Perlakuan Pengakuan Penggantian Asuransi Aset
Sumber: Freepik
Untuk memberikan perlindungan finansial dari kerugian tak terduga seperti kebakaran, banjir, gempa, atau pencurian atas aset, perusahaan kerap mengasuransikan aset-aset yang dimiliki. Apabila hal tak terduga yang disebutkan terjadi, maka perusahaan tidak perlu kewalahan, karena perusahaan asuransi akan memberikan penggantian atas aset-aset yang telah diasuransikan. Diatur dalam , apabila terjadi pengalihan atau penarikan harta yang mendapatkan penggantian asuransi
- jumlah nilai sisa buku fiskal harta yang dialihkan atau ditarik dibebankan sebagai kerugian; dan
- jumlah harga jual dan/atau penggantian asuransi yang diterima atau diperoleh, dibukukan atau diakui sebagai penghasilan,
pada tahun terjadinya penarikan harta tersebut.

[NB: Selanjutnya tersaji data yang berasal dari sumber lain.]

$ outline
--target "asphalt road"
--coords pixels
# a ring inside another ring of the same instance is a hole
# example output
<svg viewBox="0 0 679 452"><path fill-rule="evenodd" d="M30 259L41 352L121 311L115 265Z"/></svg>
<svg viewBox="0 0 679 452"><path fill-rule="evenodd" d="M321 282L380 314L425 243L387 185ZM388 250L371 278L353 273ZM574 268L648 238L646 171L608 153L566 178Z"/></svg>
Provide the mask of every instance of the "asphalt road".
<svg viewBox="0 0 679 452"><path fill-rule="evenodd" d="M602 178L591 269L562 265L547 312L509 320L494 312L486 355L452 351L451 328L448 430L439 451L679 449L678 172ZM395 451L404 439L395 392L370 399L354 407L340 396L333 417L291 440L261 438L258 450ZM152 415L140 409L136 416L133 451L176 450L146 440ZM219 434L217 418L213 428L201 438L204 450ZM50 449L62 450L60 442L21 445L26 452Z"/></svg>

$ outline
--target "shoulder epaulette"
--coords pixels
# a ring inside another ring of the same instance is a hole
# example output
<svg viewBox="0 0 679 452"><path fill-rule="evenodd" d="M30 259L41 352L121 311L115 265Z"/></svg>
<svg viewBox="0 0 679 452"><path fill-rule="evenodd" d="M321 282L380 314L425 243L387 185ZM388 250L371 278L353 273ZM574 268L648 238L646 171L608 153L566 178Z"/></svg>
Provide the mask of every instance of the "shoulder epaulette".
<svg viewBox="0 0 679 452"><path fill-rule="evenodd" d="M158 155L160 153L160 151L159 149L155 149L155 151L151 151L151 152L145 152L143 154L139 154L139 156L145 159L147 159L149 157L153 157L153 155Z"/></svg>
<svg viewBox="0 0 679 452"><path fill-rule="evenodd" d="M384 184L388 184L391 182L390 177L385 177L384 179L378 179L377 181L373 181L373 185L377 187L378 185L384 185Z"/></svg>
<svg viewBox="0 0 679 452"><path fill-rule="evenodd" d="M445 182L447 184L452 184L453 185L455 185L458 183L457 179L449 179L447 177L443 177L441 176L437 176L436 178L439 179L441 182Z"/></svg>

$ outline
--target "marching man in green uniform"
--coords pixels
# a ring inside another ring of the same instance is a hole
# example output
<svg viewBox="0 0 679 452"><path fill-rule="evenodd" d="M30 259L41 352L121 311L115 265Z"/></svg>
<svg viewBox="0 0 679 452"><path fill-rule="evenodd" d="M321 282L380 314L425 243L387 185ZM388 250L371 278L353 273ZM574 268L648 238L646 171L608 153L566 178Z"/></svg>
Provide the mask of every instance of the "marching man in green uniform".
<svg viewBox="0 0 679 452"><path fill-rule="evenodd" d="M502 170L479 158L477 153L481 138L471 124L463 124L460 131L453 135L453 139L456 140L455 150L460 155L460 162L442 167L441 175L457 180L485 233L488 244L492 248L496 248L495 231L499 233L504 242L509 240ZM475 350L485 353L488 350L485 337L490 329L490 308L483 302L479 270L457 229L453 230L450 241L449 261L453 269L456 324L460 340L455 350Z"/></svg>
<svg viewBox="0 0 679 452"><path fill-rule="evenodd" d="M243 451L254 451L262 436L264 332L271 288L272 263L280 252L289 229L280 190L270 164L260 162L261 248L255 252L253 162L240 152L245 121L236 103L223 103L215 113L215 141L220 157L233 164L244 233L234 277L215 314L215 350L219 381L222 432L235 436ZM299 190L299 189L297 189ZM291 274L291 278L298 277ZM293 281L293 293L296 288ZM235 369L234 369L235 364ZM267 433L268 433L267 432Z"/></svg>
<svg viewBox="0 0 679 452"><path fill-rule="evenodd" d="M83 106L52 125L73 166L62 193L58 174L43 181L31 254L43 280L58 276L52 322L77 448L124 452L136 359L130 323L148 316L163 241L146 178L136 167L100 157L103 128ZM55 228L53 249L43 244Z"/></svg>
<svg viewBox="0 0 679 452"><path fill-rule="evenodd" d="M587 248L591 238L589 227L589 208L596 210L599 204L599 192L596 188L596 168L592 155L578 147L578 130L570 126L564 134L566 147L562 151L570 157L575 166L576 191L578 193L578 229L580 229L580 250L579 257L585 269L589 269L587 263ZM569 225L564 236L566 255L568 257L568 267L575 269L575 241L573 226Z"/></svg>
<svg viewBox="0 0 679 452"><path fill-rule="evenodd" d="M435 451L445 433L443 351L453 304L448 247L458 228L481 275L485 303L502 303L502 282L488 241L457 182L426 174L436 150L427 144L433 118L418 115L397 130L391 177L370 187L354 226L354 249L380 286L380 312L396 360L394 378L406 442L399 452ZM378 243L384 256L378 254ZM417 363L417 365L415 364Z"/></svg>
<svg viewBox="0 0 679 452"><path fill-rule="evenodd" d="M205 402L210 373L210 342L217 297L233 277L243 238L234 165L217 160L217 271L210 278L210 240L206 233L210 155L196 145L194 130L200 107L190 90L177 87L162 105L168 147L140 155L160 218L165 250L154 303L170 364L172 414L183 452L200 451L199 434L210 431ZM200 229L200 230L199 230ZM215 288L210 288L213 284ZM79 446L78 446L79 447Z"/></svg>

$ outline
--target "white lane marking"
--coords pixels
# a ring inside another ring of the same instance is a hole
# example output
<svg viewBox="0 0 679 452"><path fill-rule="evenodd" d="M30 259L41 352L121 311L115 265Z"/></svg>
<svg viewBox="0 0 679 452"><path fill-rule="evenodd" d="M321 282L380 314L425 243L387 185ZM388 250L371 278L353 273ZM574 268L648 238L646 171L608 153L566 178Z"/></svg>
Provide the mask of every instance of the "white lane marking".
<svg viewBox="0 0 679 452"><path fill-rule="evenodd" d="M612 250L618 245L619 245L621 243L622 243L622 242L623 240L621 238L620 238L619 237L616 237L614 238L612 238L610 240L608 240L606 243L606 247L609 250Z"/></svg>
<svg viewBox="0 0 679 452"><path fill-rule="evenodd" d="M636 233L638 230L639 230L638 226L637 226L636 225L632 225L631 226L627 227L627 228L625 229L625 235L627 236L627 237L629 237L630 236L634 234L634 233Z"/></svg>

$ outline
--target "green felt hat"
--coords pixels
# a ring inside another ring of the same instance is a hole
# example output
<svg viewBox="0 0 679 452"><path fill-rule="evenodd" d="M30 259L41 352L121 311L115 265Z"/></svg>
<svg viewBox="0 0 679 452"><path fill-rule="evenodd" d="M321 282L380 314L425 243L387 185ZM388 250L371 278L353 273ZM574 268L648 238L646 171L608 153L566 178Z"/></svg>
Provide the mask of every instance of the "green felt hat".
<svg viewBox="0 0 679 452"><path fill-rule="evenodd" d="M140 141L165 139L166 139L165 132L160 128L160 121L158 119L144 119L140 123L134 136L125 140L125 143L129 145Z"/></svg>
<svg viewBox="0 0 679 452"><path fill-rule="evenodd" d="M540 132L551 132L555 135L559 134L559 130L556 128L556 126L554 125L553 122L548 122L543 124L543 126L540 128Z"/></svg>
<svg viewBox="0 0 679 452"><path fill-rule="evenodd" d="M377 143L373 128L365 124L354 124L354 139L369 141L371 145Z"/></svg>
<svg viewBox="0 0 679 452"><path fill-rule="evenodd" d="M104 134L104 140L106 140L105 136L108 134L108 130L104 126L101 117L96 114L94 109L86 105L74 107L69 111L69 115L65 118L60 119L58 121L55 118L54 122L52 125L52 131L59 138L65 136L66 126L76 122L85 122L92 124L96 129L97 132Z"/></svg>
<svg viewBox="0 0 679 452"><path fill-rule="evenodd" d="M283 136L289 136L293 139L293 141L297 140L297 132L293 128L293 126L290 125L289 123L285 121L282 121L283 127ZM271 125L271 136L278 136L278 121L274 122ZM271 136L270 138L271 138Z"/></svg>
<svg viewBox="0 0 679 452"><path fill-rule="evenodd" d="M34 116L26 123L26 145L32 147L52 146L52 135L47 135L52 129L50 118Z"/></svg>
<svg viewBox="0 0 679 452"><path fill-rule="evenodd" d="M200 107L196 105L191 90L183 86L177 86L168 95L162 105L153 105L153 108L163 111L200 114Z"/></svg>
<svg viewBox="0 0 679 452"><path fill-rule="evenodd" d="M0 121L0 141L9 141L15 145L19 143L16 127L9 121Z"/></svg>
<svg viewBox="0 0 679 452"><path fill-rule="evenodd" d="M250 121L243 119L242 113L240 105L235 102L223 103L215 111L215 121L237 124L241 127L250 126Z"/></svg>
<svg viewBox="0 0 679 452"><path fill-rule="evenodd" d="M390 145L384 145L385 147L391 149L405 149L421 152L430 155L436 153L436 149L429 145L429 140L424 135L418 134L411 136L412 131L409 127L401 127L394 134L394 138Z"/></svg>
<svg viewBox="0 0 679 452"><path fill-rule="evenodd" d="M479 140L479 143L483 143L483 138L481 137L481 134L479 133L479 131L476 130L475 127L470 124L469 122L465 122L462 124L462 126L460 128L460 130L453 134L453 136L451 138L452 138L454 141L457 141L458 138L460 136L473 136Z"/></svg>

Nilai sisa buku fiskal harta merupakan nilai sisa buku harta berwujud pada akhir bulan terjadinya peristiwa yang mendasari penggantian asuransi. Apabila hasil penggantian asuransi yang akan diterima jumlahnya baru dapat diketahui dengan pasti di masa kemudian, jumlah nilai sisa buku fiskal harta yang dibebankan sebagai kerugian dibukukan sebagai beban pada Tahun Pajak diterimanya hasil penggantian asuransi dengan persetujuan Direktur Jenderal Pajak.
Untuk memperoleh persetujuan Direktur Jenderal Pajak sebagaimana dimaksud pada ayat (3), Wajib Pajak harus mengajukan permohonan kepada Direktur Jenderal Pajak. Direktur Jenderal Pajak memberikan persetujuan atas permohonan yang diajukan oleh Wajib Pajak dengan mempertimbangkan Tahun Pajak diterimanya penggantian asuransi. Apabila atas harta yang dimintakan penggantian asuransi telah dijual atau dialihkan sebelum diterimanya penggantian asuransi, jumlah nilai sisa buku fiskal harta yang dibebankan sebagai kerugian diperhitungkan terlebih dahulu dengan harga jual atas pengalihan harta tersebut.
Berikut ilustrasi penghitungan pengakuan kerugian asuransi:
Gedung PT. C dengan nilai sisa buku fiskal sebesar Rp 10.000.000.000,00 (sepuluh miliar rupiah) terbakar pada tanggal 9 September 2023. Setelah mengajukan klaim asuransi atas gedung tersebut ternyata diperlukan investigasi oleh pihak asuransi. Pada tanggal 1 Juni 2024 klaim asuransi disetujui dan dibayarkan sebesar Rp7.000.000.000,00 (tujuh miliar rupiah). PT. C mengajukan permohonan persetujuan untuk penundaan pembebanan kerugian atas gedung yang terbakar tersebut pada Tahun Pajak penggantian asuransi diterima. Setelah mendapatkan persetujuan, pada Tahun Pajak 2024 PT. C membukukan nilai sisa buku harta Rp 10.000.000.000,00 (sepuluh miliar rupiah) sebagai kerugian dan penggantian asuransi Rp7.000.000.000,00 (tujuh miliar rupiah) sebagai penghasilan.